There are always tax and financial considerations. There are times when corporate, partnership, or other ownership form may create more advantage to the owner than an LLC. This may arise because of income tax rate structures, other activities of the owner, or government program options available to the business.

There is always a concern with whether a business operated by a married couple falls within the IRS default classification of single member or partnership. While there is some authority that the IRS will treat a married couple, filing jointly, as a sole-member LLC, there may be other reasons why the “partnership” form may be preferable.

One item that often catches an unsuspecting sole proprietor, recently turned Single Member LLC by surprise is insurance coverage issues. Insurers often take the position that they now have to cover not only the proprietor (individually), but the new (and technically separate) entity. This can involve multiple policies (and premiums) that didn’t previously exist.
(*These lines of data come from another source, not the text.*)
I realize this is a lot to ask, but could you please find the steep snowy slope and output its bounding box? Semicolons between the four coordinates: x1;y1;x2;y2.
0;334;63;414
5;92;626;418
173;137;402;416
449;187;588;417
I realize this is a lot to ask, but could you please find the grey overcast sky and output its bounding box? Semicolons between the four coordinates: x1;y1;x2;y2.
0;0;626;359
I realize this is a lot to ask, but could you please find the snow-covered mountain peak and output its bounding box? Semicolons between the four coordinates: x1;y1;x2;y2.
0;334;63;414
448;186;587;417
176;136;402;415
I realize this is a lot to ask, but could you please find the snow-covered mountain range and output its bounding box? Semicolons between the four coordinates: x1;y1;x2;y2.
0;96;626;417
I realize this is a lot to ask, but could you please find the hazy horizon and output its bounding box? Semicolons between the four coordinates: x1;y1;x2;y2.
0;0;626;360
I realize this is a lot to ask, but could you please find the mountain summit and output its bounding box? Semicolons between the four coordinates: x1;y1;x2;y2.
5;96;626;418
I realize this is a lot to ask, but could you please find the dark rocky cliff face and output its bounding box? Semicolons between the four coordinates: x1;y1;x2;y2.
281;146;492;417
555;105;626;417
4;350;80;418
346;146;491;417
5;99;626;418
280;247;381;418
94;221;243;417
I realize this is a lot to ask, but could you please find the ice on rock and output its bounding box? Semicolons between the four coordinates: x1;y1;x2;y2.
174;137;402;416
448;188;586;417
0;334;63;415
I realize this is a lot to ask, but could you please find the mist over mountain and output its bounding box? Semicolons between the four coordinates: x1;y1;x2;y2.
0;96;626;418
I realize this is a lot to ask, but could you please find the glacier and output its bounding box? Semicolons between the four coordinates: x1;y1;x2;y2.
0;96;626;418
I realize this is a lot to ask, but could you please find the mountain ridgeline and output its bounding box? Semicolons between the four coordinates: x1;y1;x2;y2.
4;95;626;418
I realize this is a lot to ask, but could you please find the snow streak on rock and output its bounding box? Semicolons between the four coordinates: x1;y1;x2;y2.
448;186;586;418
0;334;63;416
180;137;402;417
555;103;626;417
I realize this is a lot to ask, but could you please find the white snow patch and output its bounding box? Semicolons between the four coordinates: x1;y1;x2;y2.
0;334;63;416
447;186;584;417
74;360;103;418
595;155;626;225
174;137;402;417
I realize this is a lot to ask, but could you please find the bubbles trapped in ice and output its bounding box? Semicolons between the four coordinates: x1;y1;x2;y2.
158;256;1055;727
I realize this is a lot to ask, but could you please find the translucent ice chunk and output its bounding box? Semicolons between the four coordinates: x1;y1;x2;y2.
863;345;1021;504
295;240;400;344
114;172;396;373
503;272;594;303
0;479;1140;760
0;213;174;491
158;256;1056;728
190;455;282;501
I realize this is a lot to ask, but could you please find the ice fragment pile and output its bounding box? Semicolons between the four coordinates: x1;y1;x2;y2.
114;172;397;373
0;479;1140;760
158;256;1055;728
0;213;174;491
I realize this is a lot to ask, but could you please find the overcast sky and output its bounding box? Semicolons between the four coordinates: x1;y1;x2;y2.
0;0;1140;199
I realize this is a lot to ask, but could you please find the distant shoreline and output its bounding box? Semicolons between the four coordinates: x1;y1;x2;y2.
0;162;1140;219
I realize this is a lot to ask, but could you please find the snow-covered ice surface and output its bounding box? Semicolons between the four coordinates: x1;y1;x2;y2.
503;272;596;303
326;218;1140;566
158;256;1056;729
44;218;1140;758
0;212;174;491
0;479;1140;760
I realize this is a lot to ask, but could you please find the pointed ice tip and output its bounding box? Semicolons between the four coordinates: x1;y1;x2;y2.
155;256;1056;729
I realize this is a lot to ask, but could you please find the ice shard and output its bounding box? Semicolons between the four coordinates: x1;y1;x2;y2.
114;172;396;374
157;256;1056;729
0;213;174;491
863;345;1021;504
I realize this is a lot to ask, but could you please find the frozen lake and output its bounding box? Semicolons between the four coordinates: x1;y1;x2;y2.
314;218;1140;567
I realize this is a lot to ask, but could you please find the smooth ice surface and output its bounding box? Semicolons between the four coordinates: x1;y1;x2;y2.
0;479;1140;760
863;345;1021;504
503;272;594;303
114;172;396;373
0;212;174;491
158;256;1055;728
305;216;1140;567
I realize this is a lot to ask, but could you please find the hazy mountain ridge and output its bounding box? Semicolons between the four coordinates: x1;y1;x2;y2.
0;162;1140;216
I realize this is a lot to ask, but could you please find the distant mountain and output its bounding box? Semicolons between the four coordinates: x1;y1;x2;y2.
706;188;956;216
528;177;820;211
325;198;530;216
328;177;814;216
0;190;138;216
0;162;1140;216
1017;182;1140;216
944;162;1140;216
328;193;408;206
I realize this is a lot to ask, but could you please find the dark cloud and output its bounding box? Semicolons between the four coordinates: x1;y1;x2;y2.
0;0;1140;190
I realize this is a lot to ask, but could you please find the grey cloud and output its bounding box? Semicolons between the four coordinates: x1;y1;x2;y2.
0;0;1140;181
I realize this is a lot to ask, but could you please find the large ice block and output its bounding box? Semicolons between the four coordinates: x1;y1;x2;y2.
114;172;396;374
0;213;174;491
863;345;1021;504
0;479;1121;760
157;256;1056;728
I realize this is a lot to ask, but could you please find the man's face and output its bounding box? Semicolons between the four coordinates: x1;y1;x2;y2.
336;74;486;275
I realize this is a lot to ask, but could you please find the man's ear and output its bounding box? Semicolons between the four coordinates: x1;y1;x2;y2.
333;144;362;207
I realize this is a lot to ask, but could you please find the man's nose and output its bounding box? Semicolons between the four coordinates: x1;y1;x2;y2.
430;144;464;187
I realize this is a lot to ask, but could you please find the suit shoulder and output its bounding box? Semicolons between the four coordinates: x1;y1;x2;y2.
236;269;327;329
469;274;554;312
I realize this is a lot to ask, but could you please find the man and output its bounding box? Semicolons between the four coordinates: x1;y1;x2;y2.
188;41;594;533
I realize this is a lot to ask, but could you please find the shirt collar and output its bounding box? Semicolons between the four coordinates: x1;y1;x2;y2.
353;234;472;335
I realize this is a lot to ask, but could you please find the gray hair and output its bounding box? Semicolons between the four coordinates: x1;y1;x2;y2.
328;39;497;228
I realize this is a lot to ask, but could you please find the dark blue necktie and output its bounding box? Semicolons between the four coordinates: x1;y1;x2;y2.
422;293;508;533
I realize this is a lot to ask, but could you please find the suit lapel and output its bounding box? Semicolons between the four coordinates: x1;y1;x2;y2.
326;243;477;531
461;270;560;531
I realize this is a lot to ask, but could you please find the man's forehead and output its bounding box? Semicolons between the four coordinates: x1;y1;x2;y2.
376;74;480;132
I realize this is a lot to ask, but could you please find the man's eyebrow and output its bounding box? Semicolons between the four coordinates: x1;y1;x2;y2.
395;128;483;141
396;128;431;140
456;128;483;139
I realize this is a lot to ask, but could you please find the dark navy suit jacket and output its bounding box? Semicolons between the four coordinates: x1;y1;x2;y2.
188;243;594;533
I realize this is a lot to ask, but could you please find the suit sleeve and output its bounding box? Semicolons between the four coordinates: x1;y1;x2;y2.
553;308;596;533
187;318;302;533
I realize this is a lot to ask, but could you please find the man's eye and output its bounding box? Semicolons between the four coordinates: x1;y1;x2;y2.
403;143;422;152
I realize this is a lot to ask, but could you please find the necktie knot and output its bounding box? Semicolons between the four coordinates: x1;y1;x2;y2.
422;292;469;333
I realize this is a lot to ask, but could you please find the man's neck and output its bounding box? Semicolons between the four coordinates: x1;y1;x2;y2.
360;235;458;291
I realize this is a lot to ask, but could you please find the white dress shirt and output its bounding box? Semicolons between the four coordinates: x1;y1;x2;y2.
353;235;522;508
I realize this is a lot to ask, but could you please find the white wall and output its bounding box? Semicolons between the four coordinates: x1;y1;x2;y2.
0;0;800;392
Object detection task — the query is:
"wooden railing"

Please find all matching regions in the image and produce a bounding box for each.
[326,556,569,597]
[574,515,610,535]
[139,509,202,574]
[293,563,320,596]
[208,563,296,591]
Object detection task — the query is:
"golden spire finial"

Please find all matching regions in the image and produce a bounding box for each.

It is also sometimes a surprise to the new LLC owner that their financiers do not readily embrace their newly formed entity. One of the biggest “liabilities” for most small business owners, is their business loans. Banks will typically require the owner(s), individually, to sign a personal guaranty of any business loans. Occasionally, commercial lessors of premises will also require personal guaranty. In my experience, employees of financial institutions often do not “understand” the premise of a Single Member LLC and will insist upon an Operating Agreement for the entity. On the theory that it is easier not to “fight city hall,” we have routinely prepared them as part of our setup, but have done so knowing that the LLC statute provides that they are “unenforceable” (MCL 450.4215).

Many advisors have touted the LLC (including the single member variety) as a method to protect the individual member from creditors. In a partnership, or limited partnership historical context, it is not possible for a judgment creditor to obtain control of the assets of such a partnership. The best that they can hope for is something called a "charging order." From a creditor's perspective, that has limited utility, and may even have some negative consequences (the IRS has taken the view that the holder of a "charging order" is liable for tax liability that passes through that order). The charging order analysis has been extended to the LLC, as it is very much like a limited partnership in that context.

I believe that we need to be very careful in advising our clients regarding “asset protection” schemes and methods, however. In 2003, a Colorado Bankruptcy Court held that the bankruptcy trustee could take possession of the assets of a Colorado Single Member LLC. Although the Michigan Statute is significantly different and would arguably yield the opposite result, many commentators take the view that a creditor will probably be able to get to the assets of a Single Member LLC if they have a judgment against the sole owner.


It is important to seek counsel experienced and knowledgeable in these issues when structuring a new business or converting an old one.